Under Land Use Code §6.6.2, the owner of a Portland lot must occupy at least one of the dwelling units at the time an ADU is initially constructed or legally created, with a Peaks Island legally-nonconforming-lot exception.
Portland's Land Use Code §6.6.2 requires that, at the time of an ADU's initial construction or legal creation, the owner(s) of the property must occupy at least one of the dwelling units on the lot. The principal unit and the ADU need not share an interior; the owner may live in either unit. A narrow exception applies to legally nonconforming lots on Peaks Island. The ordinance additionally requires the developer to record a deed restriction at the Cumberland County Registry of Deeds providing that the ADU and at least one other non-accessory unit on the site remain under common ownership — this prevents the ADU from being subdivided off and sold as a separate property. Importantly, the state statute at 30-A MRS §4364-B was amended in 2025 to prohibit municipalities from requiring continuing owner-occupancy after creation: subsection 2-B permits ADU construction 'even if the owner of the lot where the accessory dwelling unit is located does not reside in a dwelling unit on that lot.' Portland's ordinance accordingly applies the owner-occupancy requirement only at the moment of initial creation, not as a continuing condition of the ADU's use. Once the ADU is built and a Certificate of Occupancy issued, the owner may move out and rent both units to non-owner tenants, provided the common-ownership deed restriction is honored.
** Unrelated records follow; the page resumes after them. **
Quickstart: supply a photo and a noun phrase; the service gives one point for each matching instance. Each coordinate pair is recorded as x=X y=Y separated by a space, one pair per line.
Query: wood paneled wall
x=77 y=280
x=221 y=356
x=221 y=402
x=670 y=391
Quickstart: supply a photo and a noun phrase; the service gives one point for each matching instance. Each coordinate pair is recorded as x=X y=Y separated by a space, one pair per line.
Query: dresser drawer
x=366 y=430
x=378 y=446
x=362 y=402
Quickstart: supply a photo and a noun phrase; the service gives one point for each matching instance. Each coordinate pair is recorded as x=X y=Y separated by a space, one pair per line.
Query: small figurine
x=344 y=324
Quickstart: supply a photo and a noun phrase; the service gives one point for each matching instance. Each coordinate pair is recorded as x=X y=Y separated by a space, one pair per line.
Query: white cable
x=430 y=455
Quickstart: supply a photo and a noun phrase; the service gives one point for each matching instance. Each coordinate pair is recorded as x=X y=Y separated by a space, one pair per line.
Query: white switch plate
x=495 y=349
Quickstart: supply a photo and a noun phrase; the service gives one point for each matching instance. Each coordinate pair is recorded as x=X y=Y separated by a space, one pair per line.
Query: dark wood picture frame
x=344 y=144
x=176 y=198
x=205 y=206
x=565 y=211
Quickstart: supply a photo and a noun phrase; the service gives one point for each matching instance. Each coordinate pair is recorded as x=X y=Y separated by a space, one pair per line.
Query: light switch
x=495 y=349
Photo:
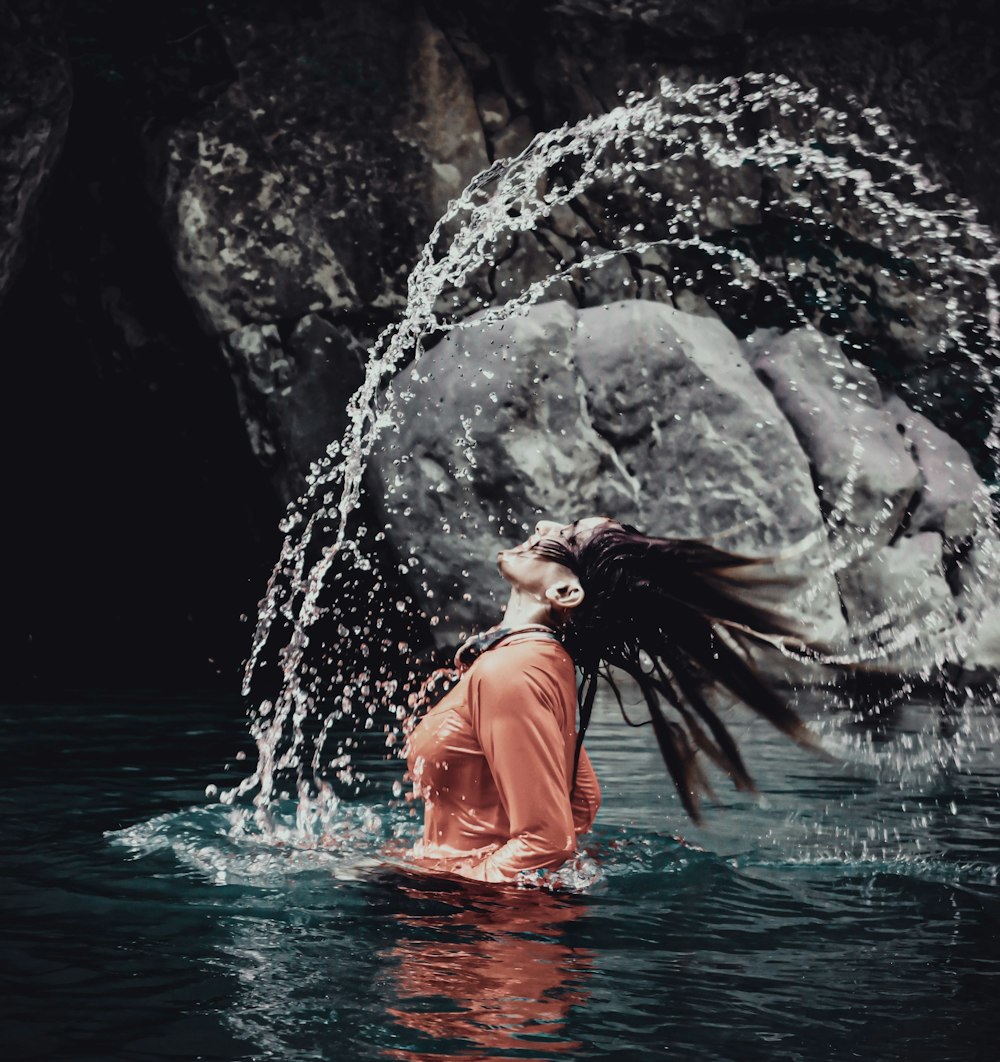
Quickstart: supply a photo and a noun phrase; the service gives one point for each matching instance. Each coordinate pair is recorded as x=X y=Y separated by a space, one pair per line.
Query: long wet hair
x=679 y=617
Building an ADU on a lot where the applicant is not an owner-occupier (outside the Peaks Island exception) is grounds for denial of the building permit by Portland Permitting and Inspections. Failure to record the required common-ownership deed restriction blocks issuance of the Certificate of Occupancy. Attempting to subdivide and sell the ADU separately from the principal unit in violation of the deed restriction creates a private cause of action under Maine deed-restriction law (Title 33 MRS) and a zoning violation enforceable under 30-A MRS §4452 with civil penalties up to $2,500 per day.